Mynatt modeled the MCI application on her previous work on the MyPath application for breast cancer patients.
Gari Clifford, professor of biomedical informatics at Emory, co-leads the technology core, directing sensing and analytics research to discover new patterns that best depict progress or decline in people with MCI. Drawing on expertise from Georgia Tech’s Aware Home and Home Lab, technology core researchers are also creating smart home technologies to monitor members’ activity, guide overall MCI care, and provide personalized support for everyday activities and concerns.
The Cognitive Empowerment Program will recruit a total of 90 participants in the first year, whom researchers will follow for one year. Program participants have already bonded with researchers, staff, and each other over a shared experience, carpooling to the center and forming friendships and support networks outside of the program.
“We’re embedded in people’s lives,” DuBose said. “I’m hopeful that they’ll become engaged and trust us, and that they see themselves as collaborators in research.”

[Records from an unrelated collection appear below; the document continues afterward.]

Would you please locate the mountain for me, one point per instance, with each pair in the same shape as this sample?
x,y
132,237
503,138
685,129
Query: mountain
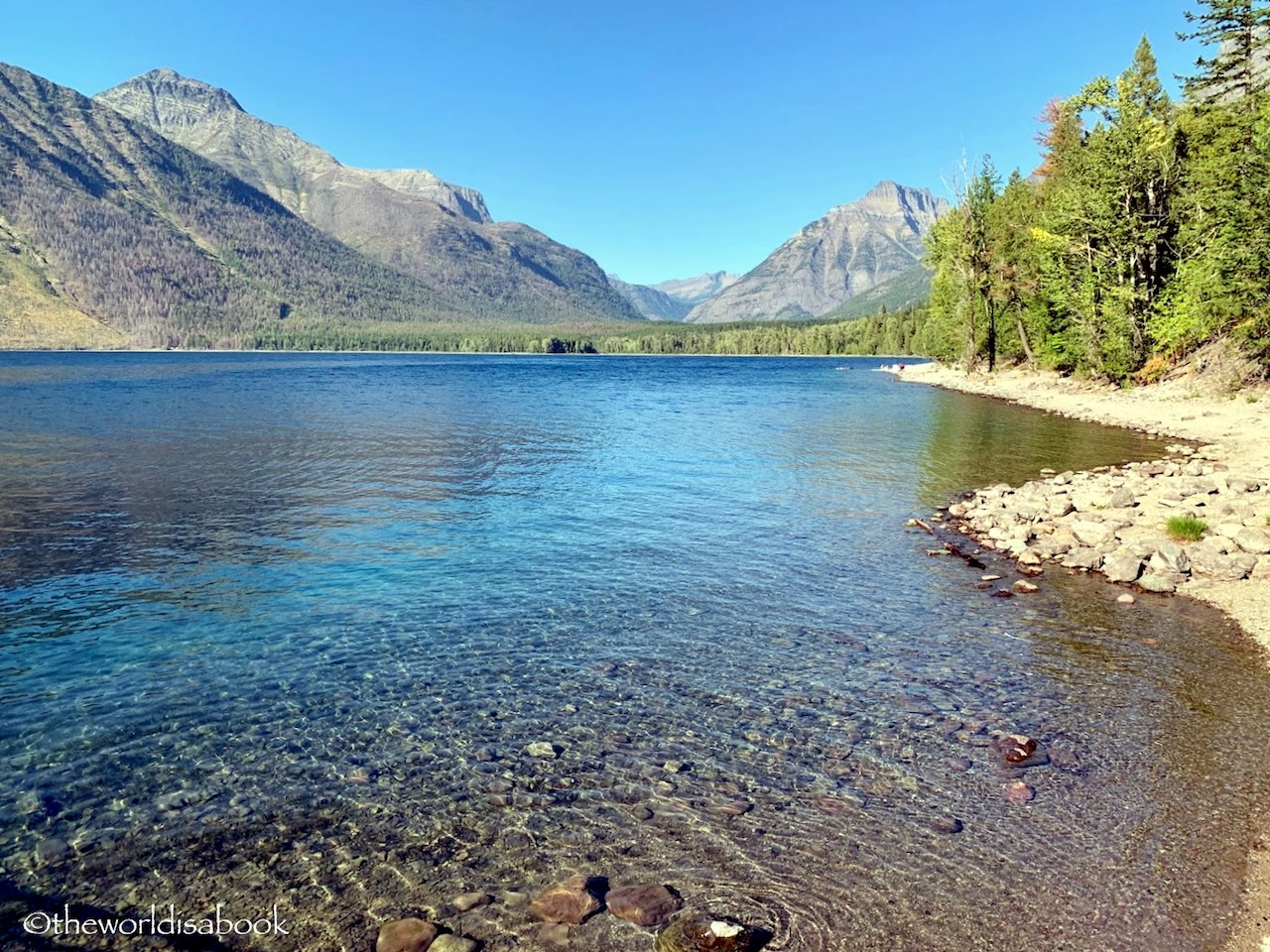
x,y
113,235
651,302
672,299
849,250
409,220
694,291
906,290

Editor’s note: The Cognitive Empowerment Program suspended in-person programming on March 17 in light of the COVID-19 pandemic. The technology core research team immediately provided the MyCEP tablet application to support virtual programming by the therapeutic team. This rapid research initiative will explore how to support empowerment for people with MCI using online and interactive content. In-person programming will resume as soon as it’s safe for members.